D’autres faits doivent être mentionnés ici, pour dresser un tableau plus ou moins complet de ce qui se passe peut-être. A l’Université libre de Bruxelles, l’université « à bas la calotte », l’université de l’examen libre, du refus du dogme de l’autorité et du dogmatisme, les étudiants prient leur dieu. Faire prier les étudiants n’est pas problématique. Mais qu’ils ne peuvent pas attendre d’être chez eux pour le faire, et doivent impérativement prier à heure fixe même s’ils sont en classe et trouver ensuite un local qu’ils transforment en lieu de culte, et que l’Université, au courant, laissez faire : c’est tout ce qui est intéressant.

Galilée, l’empêcheur de penser en rond

Comme l’imposition du voile par les hommes aux jeunes filles bruxelloises contemporaines de Mahsa Amini ou à toutes ces femmes qui meurent pour défendre le droit de ne pas le porter. Comme le fait qu’il soit devenu impossible dans certains lycées bruxellois de parler du génocide arménien pendant les cours d’histoire ; ou le Moyen-Orient pendant le cours de géographie ; ou planifier des voyages scolaires (1).

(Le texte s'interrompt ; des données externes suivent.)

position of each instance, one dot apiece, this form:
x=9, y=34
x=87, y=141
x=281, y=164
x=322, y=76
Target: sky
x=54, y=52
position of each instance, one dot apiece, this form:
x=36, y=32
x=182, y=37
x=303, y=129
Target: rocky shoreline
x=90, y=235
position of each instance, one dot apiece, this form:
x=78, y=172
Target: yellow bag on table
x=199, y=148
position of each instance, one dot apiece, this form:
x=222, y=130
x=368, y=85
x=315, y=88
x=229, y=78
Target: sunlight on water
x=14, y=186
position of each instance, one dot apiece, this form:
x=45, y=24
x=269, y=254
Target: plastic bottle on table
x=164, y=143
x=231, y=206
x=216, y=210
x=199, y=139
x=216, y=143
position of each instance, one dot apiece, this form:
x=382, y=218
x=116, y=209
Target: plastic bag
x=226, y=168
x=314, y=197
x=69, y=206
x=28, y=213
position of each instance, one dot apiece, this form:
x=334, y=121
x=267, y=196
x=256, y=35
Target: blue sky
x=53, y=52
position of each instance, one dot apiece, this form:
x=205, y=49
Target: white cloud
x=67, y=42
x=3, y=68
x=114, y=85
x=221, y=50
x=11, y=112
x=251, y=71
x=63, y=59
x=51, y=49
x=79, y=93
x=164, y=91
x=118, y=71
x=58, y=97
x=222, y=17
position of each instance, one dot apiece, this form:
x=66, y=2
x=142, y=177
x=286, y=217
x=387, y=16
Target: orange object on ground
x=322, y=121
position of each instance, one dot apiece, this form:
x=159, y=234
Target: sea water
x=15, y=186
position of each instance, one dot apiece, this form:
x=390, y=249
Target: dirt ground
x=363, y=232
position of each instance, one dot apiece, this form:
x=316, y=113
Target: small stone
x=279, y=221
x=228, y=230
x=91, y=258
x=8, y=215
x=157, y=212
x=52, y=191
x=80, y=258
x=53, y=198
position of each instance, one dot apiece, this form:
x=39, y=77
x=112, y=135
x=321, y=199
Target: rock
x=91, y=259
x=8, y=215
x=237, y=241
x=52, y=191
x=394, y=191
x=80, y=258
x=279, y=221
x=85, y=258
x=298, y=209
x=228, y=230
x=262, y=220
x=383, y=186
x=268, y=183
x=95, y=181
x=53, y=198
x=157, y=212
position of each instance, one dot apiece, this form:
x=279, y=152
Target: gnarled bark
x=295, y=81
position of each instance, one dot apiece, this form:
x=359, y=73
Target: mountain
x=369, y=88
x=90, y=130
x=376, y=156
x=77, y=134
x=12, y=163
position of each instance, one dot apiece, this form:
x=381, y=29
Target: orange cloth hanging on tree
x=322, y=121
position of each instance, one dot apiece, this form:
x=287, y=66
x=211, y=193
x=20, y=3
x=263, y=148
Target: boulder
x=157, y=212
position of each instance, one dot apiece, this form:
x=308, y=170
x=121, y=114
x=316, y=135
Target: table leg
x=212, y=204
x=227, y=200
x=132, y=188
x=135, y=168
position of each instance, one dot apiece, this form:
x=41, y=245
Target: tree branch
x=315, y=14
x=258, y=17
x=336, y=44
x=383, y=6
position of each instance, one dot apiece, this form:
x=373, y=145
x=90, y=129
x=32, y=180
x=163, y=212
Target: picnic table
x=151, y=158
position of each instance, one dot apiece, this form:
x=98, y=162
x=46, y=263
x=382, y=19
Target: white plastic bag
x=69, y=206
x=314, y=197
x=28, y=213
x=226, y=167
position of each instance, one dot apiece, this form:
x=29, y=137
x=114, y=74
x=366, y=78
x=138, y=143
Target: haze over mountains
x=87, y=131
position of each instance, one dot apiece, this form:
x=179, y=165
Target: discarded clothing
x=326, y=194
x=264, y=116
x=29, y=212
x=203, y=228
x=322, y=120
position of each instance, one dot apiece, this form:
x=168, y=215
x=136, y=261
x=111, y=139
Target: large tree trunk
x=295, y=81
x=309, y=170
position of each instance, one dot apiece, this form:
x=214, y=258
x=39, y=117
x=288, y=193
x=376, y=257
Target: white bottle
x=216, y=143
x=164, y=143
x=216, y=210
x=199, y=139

Ces éléments sont reliés par un socle commun, une base unique. C’est une exacerbation de l’identité du groupe et de ses croyances qui exclut et refuse ce qui lui est étranger, mais qui en prime se sent menacé par cette altérité, qui l’amène à combattre cette menace. Cela se produit, semble-t-il, à Bruxelles (mais pas seulement) en 2024.

mouette

Je crois que les autorités éducatives de la Fédération Wallonie-Bruxelles devraient réagir à ces faits qu’elles ne peuvent ignorer que volontairement.

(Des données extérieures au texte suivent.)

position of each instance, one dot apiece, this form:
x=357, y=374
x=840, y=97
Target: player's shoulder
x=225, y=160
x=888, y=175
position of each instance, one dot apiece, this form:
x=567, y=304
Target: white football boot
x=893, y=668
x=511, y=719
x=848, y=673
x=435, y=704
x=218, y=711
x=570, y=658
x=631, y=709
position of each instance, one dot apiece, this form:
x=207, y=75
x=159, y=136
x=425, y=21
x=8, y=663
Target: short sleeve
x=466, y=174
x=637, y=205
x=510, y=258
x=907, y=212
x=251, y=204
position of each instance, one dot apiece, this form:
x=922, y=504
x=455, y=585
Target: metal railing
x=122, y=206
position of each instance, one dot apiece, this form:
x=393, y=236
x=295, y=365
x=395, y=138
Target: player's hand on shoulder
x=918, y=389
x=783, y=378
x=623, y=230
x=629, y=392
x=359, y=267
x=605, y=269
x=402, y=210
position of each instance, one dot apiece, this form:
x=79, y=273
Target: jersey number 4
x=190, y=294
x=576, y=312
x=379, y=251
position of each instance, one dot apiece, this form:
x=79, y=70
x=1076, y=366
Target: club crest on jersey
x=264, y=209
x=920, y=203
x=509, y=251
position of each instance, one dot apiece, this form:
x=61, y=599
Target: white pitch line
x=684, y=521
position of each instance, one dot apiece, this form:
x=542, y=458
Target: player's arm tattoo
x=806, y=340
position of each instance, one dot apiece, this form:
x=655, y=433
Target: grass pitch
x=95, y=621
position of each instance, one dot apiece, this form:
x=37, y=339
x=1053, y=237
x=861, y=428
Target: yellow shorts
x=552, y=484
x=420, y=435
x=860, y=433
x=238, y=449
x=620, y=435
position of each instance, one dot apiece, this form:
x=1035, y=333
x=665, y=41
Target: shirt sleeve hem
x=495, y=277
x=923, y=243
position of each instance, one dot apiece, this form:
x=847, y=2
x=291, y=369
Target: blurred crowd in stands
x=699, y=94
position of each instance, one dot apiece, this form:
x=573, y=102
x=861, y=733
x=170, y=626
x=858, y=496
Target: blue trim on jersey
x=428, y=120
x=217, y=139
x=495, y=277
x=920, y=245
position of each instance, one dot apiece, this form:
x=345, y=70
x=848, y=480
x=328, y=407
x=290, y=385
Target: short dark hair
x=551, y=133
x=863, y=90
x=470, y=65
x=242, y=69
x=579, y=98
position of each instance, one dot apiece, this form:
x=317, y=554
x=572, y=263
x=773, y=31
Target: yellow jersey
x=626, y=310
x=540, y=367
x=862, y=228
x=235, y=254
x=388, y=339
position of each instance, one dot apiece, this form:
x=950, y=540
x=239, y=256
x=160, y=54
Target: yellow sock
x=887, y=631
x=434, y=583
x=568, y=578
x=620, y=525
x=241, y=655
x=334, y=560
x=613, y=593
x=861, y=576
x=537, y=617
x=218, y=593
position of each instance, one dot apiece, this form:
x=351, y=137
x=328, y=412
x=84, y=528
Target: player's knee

Le fondement de tous ces faits, leur socle commun, c’est une interprétation rigoureuse, fanatique et guerrière de l’Islam, c’est l’islamisme radical. Qui a relancé la vieille bataille de la foi et de la tradition contre la raison, bataille que l’on croyait déjà résolue à l’avantage de Galilée.

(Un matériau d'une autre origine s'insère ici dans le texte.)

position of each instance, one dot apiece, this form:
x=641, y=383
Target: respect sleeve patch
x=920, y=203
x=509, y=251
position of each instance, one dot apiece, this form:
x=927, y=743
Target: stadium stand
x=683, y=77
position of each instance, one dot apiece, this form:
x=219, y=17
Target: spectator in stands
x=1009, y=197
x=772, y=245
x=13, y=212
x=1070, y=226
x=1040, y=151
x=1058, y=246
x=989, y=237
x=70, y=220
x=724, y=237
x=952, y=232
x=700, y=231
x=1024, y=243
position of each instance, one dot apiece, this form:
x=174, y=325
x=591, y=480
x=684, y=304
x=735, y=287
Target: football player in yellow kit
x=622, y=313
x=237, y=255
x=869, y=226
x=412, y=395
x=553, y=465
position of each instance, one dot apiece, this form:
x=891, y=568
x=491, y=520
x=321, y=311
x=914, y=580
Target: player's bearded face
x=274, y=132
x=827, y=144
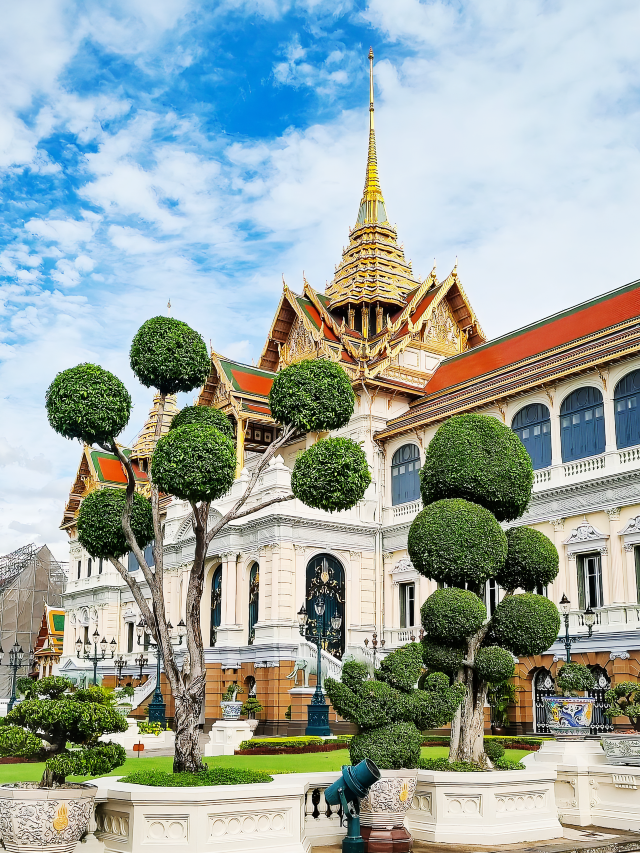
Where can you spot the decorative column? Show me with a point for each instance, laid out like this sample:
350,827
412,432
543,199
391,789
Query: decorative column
616,567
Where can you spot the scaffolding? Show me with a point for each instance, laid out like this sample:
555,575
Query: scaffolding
30,579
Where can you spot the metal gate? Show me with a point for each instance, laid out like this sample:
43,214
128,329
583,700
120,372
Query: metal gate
600,723
543,685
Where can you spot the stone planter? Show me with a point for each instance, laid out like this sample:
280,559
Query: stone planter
569,716
231,710
622,749
383,810
48,819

Il me semble qu’en ce moment, à Bruxelles, on laisse former des professeurs qui refuseront d’enseigner que nous sommes le résultat d’une évolution de millions d’années. Qui refusera d’expliquer que la Terre est une petite planète parmi des milliards de corps célestes. Qui refusera, dans la description du monde, de privilégier les faits objectifs au profit de mythes qui peuvent être beaux mais restent des mythes. Comment évolueront les enfants exposés à ces enseignants ?

La base de la science

Je crois que les autorités éducatives de la Fédération Wallonie-Bruxelles devraient réagir à ces faits qu’elles ne peuvent ignorer que volontairement. Je crois que les syndicats de l’éducation, les gens sur le terrain qui ne peuvent que constater ces faits devraient faire appel aux autorités. Je pense que les journalistes devraient s’intéresser à ces phénomènes. Et pourtant, presque personne ne parle de ces faits, presque personne ne veut en parler il me semble. Est-ce par peur ? Est-ce par une fausse empathie compatissante ? Je ne sais pas si ces faits sont purement anecdotiques et isolés ou s’ils sont fréquents, et donc d’autant plus inquiétants. Mais tant que ces faits ne nous intéresseront pas, tant que nous les exclurons de l’analyse pédagogique et politique, nous resterons ignorants de leur ampleur.

Tout cela me paraît grave dans une ville où Jules Bordet, Albert Claude, Christian De Duve, Ilya Prigogine et François Englert, tous honorés du prix Nobel, ont mené leurs travaux de recherche scientifique. Car si le port du voile et la prière à heure fixe sont des faits issus d’opinions ou de croyances, et comme tels peuvent être discutés, contestés ou défendus précisément sur la base de croyances ou d’opinions, le fait que les espèces vivantes évoluent par adaptation au milieu en l’ajout progressif de mutations au fil du temps ne peut être discuté que par des arguments objectifs et non par des opinions ou des croyances. C’est la base même de la science.

Christian de Duve raconte sa vie de chercheur

Ignorer ou refuser de voir ce qui se passe dans certaines écoles bruxelloises en 2024 pourrait nous conduire vers un avenir proche où la science ne sera plus la meilleure méthode pour décrire et comprendre le monde qu’elle a été depuis Copernic et Galilée. En gardant le silence, je ne voudrais porter aucune responsabilité dans ce revers de quelques siècles. Au risque de me tromper, puis de l’admettre, je préfère demander à ceux qui le peuvent d’envisager ce défi.

⇒ (1) « La Libre Belgique » du 10 novembre 2023, « Nous avons trois ou quatre reportages par jour ».